Although completely suppressed in the U.S. media, the answer to the Iraq enigma is simple yet shocking -- it is an oil currency war. The real reason for this upcoming war is this administration's goal of preventing further Organization of the Petroleum Exporting Countries (OPEC) momentum towards the euro as an oil transaction currency standard. However, in order to pre-empt OPEC, they need to gain geo-strategic control of Iraq along with its 2nd largest proven oil reserves. This lengthy essay will discuss the macroeconomics of the `petro-dollar' and the unpublicized but real threat to U.S. economic hegemony from the euro as an alternative oil transaction currency.
Now, bear in mind first of all that this article was posted on that paragon of unbiased academic writing, IndyMedia. And while it has lots of facts and figures to back up its postulates, I can't help but note that a) it's ultimately founded on a guess, and b) it depends on a tacit acceptance of the idea of a total censorial blackout of this damning angle by the all-powerful US government.
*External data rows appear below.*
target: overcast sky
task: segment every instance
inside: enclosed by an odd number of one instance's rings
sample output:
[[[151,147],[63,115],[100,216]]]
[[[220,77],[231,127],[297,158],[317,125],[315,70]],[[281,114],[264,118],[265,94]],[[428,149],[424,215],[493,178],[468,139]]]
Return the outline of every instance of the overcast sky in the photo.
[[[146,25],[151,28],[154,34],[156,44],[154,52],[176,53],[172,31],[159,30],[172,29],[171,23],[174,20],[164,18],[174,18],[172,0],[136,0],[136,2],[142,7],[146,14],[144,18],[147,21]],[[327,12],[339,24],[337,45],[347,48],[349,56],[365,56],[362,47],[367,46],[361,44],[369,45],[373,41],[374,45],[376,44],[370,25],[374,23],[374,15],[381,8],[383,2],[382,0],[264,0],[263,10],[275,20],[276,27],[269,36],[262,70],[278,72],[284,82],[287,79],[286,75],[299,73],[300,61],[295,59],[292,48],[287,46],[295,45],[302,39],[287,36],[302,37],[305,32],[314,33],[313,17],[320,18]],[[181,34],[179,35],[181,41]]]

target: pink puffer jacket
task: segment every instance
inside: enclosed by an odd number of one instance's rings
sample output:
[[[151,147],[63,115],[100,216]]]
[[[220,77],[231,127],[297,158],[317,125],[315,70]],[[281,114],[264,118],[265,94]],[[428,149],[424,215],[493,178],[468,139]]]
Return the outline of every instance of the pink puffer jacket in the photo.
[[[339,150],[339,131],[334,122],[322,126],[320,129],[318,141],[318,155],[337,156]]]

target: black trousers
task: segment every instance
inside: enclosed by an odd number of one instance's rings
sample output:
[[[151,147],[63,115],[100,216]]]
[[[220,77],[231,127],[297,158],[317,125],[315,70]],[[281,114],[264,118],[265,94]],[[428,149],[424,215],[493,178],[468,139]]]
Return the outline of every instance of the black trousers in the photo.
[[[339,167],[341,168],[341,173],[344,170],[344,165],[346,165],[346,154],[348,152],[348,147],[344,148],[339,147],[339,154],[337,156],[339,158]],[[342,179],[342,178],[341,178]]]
I'm not one to dig up my own facts and figures at 3:00 AM to bolster or disprove a thesis like this. But my gut tells me this isn't what's going on. Quite frankly, Iraq's oil is not that important-- not so important that Bush would instigate the largest lie in US history for it (making unpopular war on a sovereign nation for self-serving reasons never made clear to the American public?) and risk being made an international pariah if such truth ever came out. What with all the talk of "political capital" and deals struck with the UN in the interest of answering charges of unilateralism, and Rumsfeld playing up the derisive Franco-German anti-Americanism bloc as a moral foe... can you imagine Rumsfeld or Bush having to answer French or German claims in 2004 that the war wasn't in fact about what Powell had tried so hard and so doggedly to convince them of, but was instead just some petty price-fixing maneuver over Iraq's oil (most of whose output goes to France's TotalFinaElf anyway)?

It's an interesting idea, but it's a theory that presupposes a level of diabolical subterfuge that borders on 9/11-was-engineered-by-Bush conspiracy-theory territory. I'd say it's more a matter of food for thought experiments than a stroke of enlightenment.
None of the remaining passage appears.